Researchers from the University of Toronto Engineering have built a new proof-of-principle of a device that could one day help to create a quantum internet. Scientists believe their new prototype could prove an essential component in developing long-distance quantum communication technologies.
Scientists have long sought to create a quantum internet. This would allow in theory for information-theoretic secure communication, which is becoming increasingly important in a world of security breaches and data spills.
A quantum internet could change all that. Scientists have developed ways to transmit data, using quantum physics to create a whole new level of encryption that would prove virtually unbreakable even to the most seasoned of hackers.
Unfortunately, there are some distinct challenges to creating a system of long-distance quantum communication.
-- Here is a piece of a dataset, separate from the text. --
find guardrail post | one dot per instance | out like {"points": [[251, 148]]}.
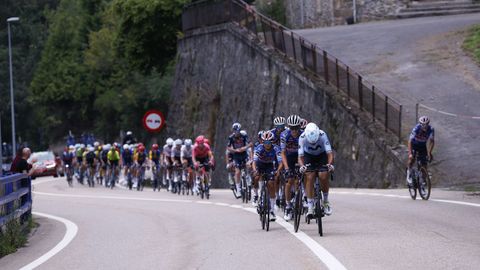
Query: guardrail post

While traditional fiber-optic signals can use repeaters to boost and amplify their signal over great distances, quantum information operates differently. It requires storage of the quantum state at every repeater site. This makes creating the special repeaters far more difficult and costly than traditional models, especially since they sometimes can only operate at cryogenic temperatures — and even then, the repeaters have a much higher rate of error than those used in fiber optics.
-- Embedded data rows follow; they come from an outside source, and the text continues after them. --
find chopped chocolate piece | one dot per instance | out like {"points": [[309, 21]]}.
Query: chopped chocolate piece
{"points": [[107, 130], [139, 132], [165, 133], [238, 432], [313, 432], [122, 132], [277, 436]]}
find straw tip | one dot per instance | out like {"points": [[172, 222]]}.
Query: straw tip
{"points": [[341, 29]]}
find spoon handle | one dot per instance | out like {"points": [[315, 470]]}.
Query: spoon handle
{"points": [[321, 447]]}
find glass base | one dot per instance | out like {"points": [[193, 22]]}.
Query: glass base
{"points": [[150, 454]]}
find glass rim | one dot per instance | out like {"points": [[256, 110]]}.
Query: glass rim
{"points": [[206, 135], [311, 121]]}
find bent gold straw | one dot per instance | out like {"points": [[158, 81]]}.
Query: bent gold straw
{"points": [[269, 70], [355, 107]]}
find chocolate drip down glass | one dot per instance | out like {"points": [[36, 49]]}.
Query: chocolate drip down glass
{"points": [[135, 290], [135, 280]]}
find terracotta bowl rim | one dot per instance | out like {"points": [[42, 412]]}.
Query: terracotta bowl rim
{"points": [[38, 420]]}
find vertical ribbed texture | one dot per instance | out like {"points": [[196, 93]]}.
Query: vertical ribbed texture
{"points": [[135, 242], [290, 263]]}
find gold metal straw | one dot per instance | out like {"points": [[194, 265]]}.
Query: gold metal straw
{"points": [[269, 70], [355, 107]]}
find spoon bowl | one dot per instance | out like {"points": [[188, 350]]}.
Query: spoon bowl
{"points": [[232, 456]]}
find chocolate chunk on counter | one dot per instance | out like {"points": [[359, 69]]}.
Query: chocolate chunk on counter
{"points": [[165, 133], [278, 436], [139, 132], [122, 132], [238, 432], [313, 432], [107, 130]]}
But scientists may have finally found a solution to this vexing problem. They are determined to create the next generation of repeaters. These all-photonic quantum repeaters have a significant advantage over their predecessors. They can operate at room temperature, requiring no expensive environmental considerations by scientists.
“An all-optical network is a promising form of infrastructure for fast and energy-efficient communication that is required for a future quantum internet. Our work helps pave the way toward this future.”
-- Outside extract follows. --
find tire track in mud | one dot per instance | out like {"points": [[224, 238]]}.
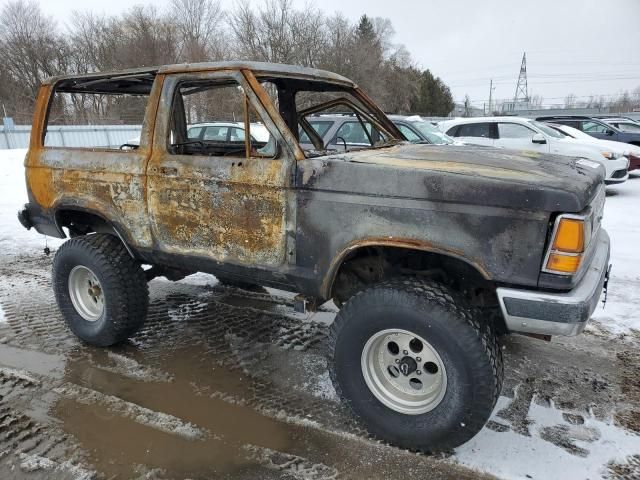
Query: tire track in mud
{"points": [[29, 444], [246, 349]]}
Scientists believe their new device could be the breakthrough researchers have been looking for when it comes to creating a working quantum internet. According to their research, the technology could be used to maximize online security, alerting users instantly if someone was spying on their activity, and even possessing the ability to abort communication if sensitive information comes under attack.
The next step for the team is further developing their prototype and testing it out on a small scale. Should it prove successful, a quantum internet could be closer than we ever imagined.